Android is promising to become a developer-friendly embedded Linux distribution, with not only the obvious mobile applications, but also as an all-round embedded system with a nice GUI.
A port of Wt to this platform was (if we believe our customers) long overdue. And we didn’t expect it to be too difficult since Google releases a native development kit (NDK) with C and C++ compilers, and Wt uses boost as a portability layer. As with most not-so-mainstream targets, there are some pitfalls to overcome, but we discovered that Wt runs very well on Android !
After looking at the specs of Google’s Android NDK, it is clear that C++ development is fundamentally broken. The NDK has barely any support for the standard C++ library, does not support exceptions, and RTTI is disabled for some obscure reason. Luckily Android is an open platform, and the crystax version of the Android NDK is a fork of google’s NDK that enables all missing features. By linking the standard C++ library statically, binaries will happily run on a standard Android installation. Let’s hope that Google will in time realize that adding these features to the official NDK makes porting of C++ applications to the Android platform much less involved.
With the proper cross compiler in place, the next hurdle is compiling the dependencies. Wt’s only required dependency is Boost. You have to specify an amazing amount of compiler options to the NDK compiler, but Google packs the NDK with some samples where you can copy them from.

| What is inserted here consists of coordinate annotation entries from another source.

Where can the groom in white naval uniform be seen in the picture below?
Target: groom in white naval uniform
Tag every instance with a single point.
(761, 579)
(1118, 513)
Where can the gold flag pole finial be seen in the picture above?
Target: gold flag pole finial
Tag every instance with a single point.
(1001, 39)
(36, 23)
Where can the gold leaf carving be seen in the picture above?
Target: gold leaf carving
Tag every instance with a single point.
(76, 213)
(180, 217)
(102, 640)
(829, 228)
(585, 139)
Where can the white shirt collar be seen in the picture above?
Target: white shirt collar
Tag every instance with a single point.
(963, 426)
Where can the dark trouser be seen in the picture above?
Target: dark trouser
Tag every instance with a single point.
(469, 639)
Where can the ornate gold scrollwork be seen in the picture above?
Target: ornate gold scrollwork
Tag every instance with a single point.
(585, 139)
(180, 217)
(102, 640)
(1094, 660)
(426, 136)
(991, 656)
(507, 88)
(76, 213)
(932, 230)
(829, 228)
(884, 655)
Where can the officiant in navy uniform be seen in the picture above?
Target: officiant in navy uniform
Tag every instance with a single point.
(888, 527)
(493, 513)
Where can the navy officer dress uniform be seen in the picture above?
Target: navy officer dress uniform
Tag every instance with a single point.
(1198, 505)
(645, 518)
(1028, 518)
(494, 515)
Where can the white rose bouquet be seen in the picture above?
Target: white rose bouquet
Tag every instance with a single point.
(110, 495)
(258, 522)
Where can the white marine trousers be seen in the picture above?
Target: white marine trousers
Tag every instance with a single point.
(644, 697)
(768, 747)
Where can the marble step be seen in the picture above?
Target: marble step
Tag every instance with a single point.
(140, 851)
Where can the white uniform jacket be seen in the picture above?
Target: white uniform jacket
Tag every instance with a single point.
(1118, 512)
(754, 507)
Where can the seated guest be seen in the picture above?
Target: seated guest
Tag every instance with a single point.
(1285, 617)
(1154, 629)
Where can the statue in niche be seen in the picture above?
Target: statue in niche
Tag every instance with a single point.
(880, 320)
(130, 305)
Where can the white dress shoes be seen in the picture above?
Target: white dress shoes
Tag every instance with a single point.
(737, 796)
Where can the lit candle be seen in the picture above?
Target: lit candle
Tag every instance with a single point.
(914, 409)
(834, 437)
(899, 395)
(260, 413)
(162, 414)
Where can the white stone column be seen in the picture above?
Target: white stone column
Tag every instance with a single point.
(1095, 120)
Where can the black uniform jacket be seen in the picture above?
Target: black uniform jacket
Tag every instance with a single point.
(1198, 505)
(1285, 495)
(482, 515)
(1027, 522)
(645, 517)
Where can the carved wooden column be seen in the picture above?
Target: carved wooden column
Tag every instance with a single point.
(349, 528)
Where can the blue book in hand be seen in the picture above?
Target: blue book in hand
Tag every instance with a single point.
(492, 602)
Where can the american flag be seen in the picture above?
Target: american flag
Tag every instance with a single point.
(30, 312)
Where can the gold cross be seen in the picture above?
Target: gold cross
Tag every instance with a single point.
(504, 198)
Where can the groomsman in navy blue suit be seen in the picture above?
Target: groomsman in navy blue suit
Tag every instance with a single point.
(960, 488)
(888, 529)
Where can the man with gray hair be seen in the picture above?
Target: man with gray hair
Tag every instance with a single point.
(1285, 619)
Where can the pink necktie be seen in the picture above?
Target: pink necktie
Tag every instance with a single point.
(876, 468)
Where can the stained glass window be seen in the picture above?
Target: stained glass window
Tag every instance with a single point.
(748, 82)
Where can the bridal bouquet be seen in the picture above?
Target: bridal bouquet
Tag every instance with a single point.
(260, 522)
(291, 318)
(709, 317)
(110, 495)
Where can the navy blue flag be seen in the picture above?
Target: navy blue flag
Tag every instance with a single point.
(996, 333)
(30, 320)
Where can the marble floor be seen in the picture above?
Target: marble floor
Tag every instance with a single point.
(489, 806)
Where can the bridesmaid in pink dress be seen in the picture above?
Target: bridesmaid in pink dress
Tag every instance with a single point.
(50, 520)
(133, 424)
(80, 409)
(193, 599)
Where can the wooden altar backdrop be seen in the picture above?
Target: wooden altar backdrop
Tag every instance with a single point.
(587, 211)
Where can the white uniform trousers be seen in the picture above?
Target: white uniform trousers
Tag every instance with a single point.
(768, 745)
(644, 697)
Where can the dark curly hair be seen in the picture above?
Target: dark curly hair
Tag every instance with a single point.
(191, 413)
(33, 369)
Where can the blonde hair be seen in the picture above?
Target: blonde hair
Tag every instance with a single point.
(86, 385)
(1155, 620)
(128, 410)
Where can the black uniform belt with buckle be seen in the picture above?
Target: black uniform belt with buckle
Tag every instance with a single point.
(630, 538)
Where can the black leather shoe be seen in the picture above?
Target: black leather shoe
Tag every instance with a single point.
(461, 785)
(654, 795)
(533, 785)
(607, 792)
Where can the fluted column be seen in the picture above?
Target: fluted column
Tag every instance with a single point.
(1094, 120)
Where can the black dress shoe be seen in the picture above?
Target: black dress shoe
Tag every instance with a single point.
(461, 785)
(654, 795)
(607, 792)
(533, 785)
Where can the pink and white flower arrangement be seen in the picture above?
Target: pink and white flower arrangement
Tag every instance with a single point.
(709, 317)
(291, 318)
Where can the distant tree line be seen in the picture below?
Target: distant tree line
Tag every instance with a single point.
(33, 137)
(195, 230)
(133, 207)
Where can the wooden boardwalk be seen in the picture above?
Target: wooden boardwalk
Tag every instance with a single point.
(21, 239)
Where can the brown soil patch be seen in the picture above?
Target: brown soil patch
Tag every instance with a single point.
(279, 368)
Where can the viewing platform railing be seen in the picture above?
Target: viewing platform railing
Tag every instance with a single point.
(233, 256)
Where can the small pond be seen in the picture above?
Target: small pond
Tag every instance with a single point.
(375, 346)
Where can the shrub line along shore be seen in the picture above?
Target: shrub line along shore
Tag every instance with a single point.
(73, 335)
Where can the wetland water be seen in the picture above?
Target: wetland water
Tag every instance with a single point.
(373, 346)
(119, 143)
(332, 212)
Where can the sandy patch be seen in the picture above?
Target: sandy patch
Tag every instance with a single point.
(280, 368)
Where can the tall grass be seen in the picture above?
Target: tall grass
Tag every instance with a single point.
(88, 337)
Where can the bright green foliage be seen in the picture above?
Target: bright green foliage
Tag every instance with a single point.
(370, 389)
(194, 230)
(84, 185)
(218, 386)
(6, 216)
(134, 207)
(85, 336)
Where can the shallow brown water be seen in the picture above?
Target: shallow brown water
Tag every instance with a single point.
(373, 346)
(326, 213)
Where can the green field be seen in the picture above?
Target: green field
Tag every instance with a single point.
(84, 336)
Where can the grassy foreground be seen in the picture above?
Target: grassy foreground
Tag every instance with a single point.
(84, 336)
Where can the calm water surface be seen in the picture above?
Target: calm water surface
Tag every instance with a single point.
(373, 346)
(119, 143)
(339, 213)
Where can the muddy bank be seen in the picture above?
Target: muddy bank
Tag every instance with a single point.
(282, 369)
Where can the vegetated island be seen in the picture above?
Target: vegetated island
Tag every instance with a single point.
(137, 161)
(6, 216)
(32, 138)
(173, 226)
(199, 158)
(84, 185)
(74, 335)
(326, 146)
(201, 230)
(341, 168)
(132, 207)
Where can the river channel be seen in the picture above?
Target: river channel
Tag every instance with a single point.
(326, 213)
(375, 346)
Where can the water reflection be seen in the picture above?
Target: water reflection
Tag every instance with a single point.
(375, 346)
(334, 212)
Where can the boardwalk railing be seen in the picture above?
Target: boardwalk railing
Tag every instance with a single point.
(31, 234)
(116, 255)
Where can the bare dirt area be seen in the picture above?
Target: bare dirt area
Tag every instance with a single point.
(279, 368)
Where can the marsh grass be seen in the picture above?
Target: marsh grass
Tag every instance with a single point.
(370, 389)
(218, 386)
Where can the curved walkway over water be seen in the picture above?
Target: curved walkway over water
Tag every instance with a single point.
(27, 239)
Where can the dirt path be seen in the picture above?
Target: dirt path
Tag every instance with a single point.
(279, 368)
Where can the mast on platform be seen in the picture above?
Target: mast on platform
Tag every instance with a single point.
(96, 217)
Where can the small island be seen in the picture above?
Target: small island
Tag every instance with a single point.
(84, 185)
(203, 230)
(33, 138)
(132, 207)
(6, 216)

Configuring bjam to build static boost libraries with the proper compilation options wasn’t too hard. Unfortunately, boost doesn’t compile and link out of the box when targeting Android. The first series of problems is caused by Android being an ARM platform, and some ARM assembly optimizations have small implementation problems, which are easy enough to fix. Other problems were caused by Android not using a 100% POSIX compliant C library. So we had to patch boost and add some defines to the command line to quick-fix this (but the patch is unlikely to make it through any tough boost community review process).
Wt itself uses CMake as build system. CMake doesn’t (yet) support Android targets out of the box, but after creating a toolchain file and a Platform file, we managed to generate a working set of Makefiles. Finally, even a bit to our own surprise, Wt itself didn’t require a single patch to compile on Android!
The venerable Hello World example worked perfectly after copying it to the emulator. One annoyance is that nothing is printed to stdout or stderr, but that is apparently a known bug in the crystax tools.
Note that Android officially does not support the deployment of native executables. Therefore you need to compile a shared library instead and use JNI to invoke your C code. The shared object and the java code are packed together in a .apk file, which can be installed through the appstore. We do not expect real problems there, and for the sake simplicity, we just copied the executable (adb push) to the emulator, which also works just fine.
When running the other examples we encountered two more slight problems. First, locale support is missing, and invocations of WString::narrow() and WString::widen() didn’t seem to behave as expected; in fact they generate pretty random strings. This causes the internal path API to fail for WMenu and other features that use narrow/widen. Secondly, the file names for temporary files are bogus. Wt assumes that it can put those in /tmp, but on android that directory does not exist. Temporary files are used only by WFileUpload and large incoming queries, so this won’t be a blocking issue for most applications until a workaround is found.
Statically linked against all dependencies, a stripped hello world is just under 1MB of size, and a stripped widget gallery is just under 2MB. With some extra effort (e.g. using UPX), you can probably further reduce this to around 250KB and 500KB respectively, which is more in line with the numbers we reported earlier for ARM.